2/22/2017 WEDNESDAY 9AM-12:30PM

  • Finished Jeemin_FDATrial_as_key_data_ripping.py (E:\McNair\Projects\FDA Trials\Jeemin_Project\Jeemin_FDATrial_as_key_data_ripping.py), which outputs to E:\McNair\Projects\FDA Trials\Jeemin_Project\general_data_ripping_output.txt; TODO: output four different tables & replace the write in the same for-loop as going through each file

2/24/2017 FRIDAY 2:30PM-6:30PM

  • Continued working on producing multiple tables - first two are done.
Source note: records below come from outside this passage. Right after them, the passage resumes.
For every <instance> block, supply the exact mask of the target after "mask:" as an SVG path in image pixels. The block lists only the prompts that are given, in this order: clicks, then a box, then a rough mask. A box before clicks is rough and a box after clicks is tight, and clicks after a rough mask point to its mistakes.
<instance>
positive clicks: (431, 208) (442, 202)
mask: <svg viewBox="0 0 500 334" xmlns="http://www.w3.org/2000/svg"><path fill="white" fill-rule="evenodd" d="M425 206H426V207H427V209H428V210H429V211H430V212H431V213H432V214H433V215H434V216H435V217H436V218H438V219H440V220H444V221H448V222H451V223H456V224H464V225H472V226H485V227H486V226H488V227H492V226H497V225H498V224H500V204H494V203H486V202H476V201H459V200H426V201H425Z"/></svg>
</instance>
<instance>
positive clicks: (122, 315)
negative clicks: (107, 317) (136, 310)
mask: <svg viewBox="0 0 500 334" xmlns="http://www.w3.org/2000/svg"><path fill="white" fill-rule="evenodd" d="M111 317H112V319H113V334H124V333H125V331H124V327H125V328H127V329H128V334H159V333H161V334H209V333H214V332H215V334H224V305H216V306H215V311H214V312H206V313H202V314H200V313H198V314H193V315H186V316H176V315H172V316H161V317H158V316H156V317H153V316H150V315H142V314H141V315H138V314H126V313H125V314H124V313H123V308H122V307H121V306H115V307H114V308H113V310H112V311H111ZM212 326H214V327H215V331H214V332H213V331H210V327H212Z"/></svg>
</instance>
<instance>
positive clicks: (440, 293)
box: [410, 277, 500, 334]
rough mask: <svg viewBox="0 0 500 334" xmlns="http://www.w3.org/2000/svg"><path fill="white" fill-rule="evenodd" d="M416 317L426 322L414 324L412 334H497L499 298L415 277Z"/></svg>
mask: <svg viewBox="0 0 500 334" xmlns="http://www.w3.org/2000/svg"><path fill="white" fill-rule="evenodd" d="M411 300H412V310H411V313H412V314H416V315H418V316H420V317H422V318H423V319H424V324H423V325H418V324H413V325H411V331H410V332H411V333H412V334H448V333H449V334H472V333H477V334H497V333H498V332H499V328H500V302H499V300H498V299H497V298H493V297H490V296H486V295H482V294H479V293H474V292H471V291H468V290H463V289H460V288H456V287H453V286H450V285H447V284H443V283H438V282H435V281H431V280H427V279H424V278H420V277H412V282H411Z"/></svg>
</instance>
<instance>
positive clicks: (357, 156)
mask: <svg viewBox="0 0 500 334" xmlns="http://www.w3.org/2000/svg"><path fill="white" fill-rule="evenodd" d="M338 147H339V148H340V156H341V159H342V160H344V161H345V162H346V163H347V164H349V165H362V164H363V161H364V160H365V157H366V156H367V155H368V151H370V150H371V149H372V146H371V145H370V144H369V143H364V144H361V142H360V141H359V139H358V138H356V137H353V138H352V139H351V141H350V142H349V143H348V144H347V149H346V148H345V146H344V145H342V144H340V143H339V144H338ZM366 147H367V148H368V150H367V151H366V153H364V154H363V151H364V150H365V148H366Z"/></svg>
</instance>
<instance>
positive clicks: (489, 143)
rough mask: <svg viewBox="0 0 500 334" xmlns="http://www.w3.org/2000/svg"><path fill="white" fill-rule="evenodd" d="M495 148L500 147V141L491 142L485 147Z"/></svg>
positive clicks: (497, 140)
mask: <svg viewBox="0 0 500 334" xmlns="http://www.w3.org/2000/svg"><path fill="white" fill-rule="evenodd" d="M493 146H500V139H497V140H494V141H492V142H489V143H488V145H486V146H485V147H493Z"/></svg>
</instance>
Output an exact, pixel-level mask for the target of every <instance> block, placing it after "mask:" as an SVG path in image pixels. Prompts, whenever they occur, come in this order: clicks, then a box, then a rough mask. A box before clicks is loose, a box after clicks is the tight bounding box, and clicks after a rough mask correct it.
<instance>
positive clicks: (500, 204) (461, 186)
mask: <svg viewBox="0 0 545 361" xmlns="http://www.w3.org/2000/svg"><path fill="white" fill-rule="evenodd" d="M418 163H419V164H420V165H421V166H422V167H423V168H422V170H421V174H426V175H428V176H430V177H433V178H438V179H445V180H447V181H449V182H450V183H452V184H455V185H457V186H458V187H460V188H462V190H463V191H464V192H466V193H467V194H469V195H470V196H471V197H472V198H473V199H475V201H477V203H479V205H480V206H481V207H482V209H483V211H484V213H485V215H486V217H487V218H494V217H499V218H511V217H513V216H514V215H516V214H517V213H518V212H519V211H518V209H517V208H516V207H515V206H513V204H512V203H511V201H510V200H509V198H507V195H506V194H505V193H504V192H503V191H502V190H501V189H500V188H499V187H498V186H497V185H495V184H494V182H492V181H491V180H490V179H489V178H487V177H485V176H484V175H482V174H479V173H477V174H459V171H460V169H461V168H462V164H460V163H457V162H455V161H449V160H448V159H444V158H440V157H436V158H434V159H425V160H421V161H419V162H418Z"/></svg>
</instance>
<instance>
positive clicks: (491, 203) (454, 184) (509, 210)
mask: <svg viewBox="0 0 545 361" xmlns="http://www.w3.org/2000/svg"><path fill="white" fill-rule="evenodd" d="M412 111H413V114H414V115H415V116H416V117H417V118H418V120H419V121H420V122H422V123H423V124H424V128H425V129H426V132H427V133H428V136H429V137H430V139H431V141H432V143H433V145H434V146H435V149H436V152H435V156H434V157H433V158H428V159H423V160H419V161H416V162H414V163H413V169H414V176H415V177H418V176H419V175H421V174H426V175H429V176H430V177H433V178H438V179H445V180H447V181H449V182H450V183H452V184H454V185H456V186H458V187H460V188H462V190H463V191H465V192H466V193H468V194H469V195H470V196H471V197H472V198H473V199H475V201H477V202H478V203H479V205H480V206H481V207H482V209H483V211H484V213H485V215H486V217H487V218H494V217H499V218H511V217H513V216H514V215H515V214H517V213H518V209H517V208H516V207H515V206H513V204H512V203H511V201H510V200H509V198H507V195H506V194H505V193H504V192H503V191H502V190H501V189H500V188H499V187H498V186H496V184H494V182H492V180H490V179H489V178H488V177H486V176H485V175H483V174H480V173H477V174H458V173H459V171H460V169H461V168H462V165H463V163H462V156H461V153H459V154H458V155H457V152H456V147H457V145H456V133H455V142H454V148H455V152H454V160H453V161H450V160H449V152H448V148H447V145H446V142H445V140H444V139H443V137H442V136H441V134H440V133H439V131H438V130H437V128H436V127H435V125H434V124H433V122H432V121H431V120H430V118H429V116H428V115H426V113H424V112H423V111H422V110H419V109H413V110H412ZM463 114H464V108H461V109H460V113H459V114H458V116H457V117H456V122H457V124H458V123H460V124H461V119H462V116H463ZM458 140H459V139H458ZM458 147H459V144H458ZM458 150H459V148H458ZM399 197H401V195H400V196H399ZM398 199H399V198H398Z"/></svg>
Was working on location, as there are multiple location tags per location.

2/27/2017 MONDAY 2PM-6PM

  • Finished producing tables from Jeemin_FDATrial_as_key_data_ripping.py
  • Talked to Julia about LinkedIn data extracting - to be discussed further with Julia & Peter.
  • Started web crawler for Wikipedia - currently pulls Endowment, Academic staff, students, undergraduates, and postgraduates info found on Rice Wikipedia page. Can be found in : E:\McNair\Projects\University Patents\Jeemin_University_wikipedia_crawler.py

3/1/2017 WEDNESDAY 9AM-12PM

  • Started re-running Jeemin_FDATrial_as_key_data_ripping.py

3/3/2017 FRIDAY 2PM-5PM

  • Attempted to output sql tables

3/6/017 MONDAY 2PM-6PM

  • Installing python in a database
  • Added building Python function section to Working with PostgreSQL at the bottom of the page.
  • Ran FDA Trial data ripping again, as the text output files were wiped.
  • Plan on discussing with Julia and Meghana again about pulling universities and other relevant institutions from the Assignee List USA.
  • Talked to Sonia about pulling city, state, zipcode information, hence python was installed in a database. Will work with Sonia on Wednesday afternoon and see how best a regex function could be implemented

3/8/2017 WEDNESDAY 9AM-12PM

  • Output sql tables from finished run of Jeemin_FDATrial_as_key_data_ripping.py
  • Ran through assigneelist_USA.txt to see how many different ways UNIVERSITY could be spelled wrong. There were many.
  • Tried to logic through creating a pattern that could catch all different versions of UNIVERSITY. Discuss further on whether UNIVERSITIES and those that include UNIVERSITIES but include INC in the end should be pulled as relevant information

3/8/2017 WEDNESDAY 2PM-5PM

  • Wrote regex pattern that identifies all "university" matchings - can be found in E:\McNair\Projects\University Patents\university_pulled_from_assignee_list_USA -- is an output file
  • Talked to Sonia, but didn't come to solid conclusion on identifying whether key words associate with city or country by running a python function

3/13/2017 MONDAY 12PM-2PM

  • For University Patent Data Matching - matched SCHOOL (output: E:\McNair\Projects\University Patents\school_pulled_from_assignee_list_USA) and matched INSTITUTE(output: E:\McNair\Projects\University Patents\institute_pulled_from_assignee_list_USA).
  • University Patent Matching
  • To be worked on later: Grant XML parsing & general name matcher

3/14/2017 TUESDAY 12PM-2PM

  • Started pulling academy cases but there are too many cases to worry about, in terms of institution of interest. A document is located in E:\McNair\Projects\University Patents\academies_verify_cases.txt
  • Need Julia/Meghana to look through the hits and see which are relevant & extract pattern from there.
  • Having trouble outputting txt file without double quotes around every line.
  • Thinking that one text file should be output for all keywords instead of having one each, to avoid overlap (ex) COLLEGE and UNIVERSITY are both keywords; ALBERT EINSTEIN COLLEGE OF YESHIVA UNIVERSITY will be hit twice if it were counted as two separate instances, one accounting for COLLEGE and the other for UNIVERSITY) - either in the form of if-elseif statements or one big regex check.